Asked if he will make it to the Taoiseach's office after that election, he admitted its "an important one for the party".
"We're on 45 seats. I've an ambition to raise that so that we can be of a critical mass and that we will be involved in the formation of the next government, and that we'll be leading that government," he said.
"That will put us in a position to implement the policies that we think are best attuned to the people of the country. That is the objective we have set ourselves as a party and it's one we will be pursuing."
In the meantime, he intends to take the battle to Mr Varadkar.
"In the Dáil we will be forceful and holding the Government to account. But we will be coming up with ideas too," he said.
"There have been criticisms of poor legislative output from this Dáil. I would argue that's predominantly the Government's fault."
During his meeting with Mr Varadkar, he named seven bills that could be progressed if the two parties work together.

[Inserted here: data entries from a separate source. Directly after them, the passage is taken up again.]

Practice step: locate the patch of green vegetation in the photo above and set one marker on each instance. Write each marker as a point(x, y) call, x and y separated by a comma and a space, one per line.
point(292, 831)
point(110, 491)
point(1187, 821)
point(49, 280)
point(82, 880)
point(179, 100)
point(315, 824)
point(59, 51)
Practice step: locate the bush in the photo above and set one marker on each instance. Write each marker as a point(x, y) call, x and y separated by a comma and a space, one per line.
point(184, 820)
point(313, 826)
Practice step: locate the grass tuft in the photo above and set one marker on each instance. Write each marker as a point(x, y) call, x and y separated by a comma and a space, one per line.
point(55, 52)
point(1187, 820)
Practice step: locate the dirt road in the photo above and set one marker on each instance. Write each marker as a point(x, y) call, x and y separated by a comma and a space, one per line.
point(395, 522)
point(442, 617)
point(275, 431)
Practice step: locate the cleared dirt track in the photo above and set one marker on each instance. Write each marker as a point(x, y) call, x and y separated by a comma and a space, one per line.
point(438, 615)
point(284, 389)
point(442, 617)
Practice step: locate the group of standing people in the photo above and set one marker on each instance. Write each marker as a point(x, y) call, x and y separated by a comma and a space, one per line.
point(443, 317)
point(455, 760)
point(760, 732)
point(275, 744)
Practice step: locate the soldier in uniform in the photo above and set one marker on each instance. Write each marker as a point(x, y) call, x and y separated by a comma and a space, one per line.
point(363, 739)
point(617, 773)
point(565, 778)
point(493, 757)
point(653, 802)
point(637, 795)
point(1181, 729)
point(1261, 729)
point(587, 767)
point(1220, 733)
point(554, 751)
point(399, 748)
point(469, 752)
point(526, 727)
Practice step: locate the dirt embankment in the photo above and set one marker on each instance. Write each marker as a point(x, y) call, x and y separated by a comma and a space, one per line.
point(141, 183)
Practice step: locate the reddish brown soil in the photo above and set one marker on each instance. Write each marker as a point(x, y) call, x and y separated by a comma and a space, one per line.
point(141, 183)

These include legislation relating to institutes of technology, the sale of alcohol, affordable childcare, zero hours contracts, school admissions, mental health and mortgage rates.
Mr Varadkar has committed to working on these and to paying particular attention to the areas of mental health and education.
"There's practical things that could happen that would give a sense of commitment to the content for the Programme for Government," Mr Martin said.
So what kind of leader does he believe Mr Varadkar will make?
"It remains to be seen. I think he was listening a lot. I'm not sure he's on a certain pathway yet.
"I get the sense of a pragmatic approach and from what I could judge at that meeting a sense of willing to engage. He will be different from Enda Kenny in many respects," he said.
"But I think fundamentally it remains to be seen how he will rise to the challenge and adapt to the political realities of being Taoiseach."